Но комиссар и в карман не полез.
— Не получился список, капитан. А у тебя как?
Я только в затылке почесал. Сержанта им подавай — как сговорились, — всем сержанта!
— А где его взять? — говорю.
Вспомнился тут мне Гулевский. Бригадир, держал первое место на погрузках в порту,
не молод и не стар: тридцать пять лет. Чем не командир отделения... Кстати,
где он? Узнаю — при кухне. Чирок забрал силача на черную работу: колоть дрова,
выносить помои... Я велел прислать Гулевского ко мне. Вот он — тихий, деликатный.
Но едва человек понял, чего от него хочу, изменился неузна[182]ваемо: передо
мной уже не портовый грузчик, а сам Нептун, в гневе поднявший морскую бурю.
— Не пойду в начальники нипочем! — раскричался он. — У меня четырехклассное,
и не носаки у вас, а инженеры да профессора! — Волосы у него растрепались, как
пшеничное поле от шквального ветра. — Осрамить меня задумали, а я не дамся...
Не дамся — и весь сказ!..
Комиссар позвал Гулевского к себе:
— Ты, Георгий Борисович, кандидат в члены партии. Посидим, чайку попьем с сухариками
да с вареньем. Ну и потолкуем о том о сем по-партийному...
Наутро я подписал приказ о назначении Г. Б. Гулевского командиром отделения
в первую роту. И случилось так, что адъютант, подготавливая приказ, определил
грузчика именно к инженерам и ученым.
Комиссар, не откладывая дела, провел по ротам партийно-комсомольские собрания.
— Расшевелил коммунистов! — сказал он с победным видом, и я тут же попытался
вспомнить, где же еще я видел его таким разгоряченным?.. «Ах да, когда он из
бани вернулся».
— Даже в горле пересохло, — весело посетовал комиссар, — Придется, хоть и не
ко времени, а чайку согреть... Составишь компанию?

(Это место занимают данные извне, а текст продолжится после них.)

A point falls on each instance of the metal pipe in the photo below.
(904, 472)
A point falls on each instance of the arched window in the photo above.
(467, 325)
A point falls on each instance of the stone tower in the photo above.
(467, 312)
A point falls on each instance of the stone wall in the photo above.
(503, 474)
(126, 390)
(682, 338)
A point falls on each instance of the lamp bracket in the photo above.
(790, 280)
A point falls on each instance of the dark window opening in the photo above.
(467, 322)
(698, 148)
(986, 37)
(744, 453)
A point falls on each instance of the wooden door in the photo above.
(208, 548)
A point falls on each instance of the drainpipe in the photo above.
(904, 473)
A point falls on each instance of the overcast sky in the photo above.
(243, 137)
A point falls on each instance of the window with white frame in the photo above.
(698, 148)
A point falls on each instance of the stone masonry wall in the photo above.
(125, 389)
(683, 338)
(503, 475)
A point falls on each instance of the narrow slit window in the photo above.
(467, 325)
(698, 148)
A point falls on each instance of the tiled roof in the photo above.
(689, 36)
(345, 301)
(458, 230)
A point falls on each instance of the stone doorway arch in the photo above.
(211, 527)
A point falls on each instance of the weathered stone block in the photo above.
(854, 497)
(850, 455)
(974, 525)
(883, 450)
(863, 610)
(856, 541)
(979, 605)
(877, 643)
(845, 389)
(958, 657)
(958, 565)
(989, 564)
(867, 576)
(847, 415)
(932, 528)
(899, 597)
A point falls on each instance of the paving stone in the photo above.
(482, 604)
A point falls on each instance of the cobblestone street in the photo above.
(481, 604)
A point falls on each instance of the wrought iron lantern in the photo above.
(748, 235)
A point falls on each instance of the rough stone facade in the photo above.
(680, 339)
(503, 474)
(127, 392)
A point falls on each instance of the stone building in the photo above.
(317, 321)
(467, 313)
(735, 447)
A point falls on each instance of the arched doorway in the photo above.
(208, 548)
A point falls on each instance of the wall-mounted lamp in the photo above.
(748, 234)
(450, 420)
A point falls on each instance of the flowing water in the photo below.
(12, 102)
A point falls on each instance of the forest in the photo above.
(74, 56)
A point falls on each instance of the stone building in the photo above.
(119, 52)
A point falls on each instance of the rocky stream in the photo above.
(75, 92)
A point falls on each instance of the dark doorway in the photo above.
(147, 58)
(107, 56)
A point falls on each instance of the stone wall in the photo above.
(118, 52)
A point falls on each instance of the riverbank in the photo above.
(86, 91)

И он продолжал, уже за чаепитием:
— Как, говорю, не совестно, товарищи. Батальону, чтобы стать воинской частью,
требуются младшие командиры — а вы друг за друга прячетесь!.. Слов нет, и за
порученное в бою саперное задание, и за жизнь своих подчиненных младший командир
первый в ответе. Но что-то не слыхал я за свою долгую партийную жизнь, чтобы
коммунист и комсомолец боялись ответственности.
Владимир Васильевич отхлебнул из кружки, как всегда переглянувшись с Котом в
сапогах. А в заключение чаепития положил передо мной листок с колонкой фамилий
и прихлопнул ладонью:
— На, получай кадры, которых не хватало. Здесь и члены партии, и комсомольцы,
и беспартийные... Народ хороший. Вышколишь — и будем с младшими командирами.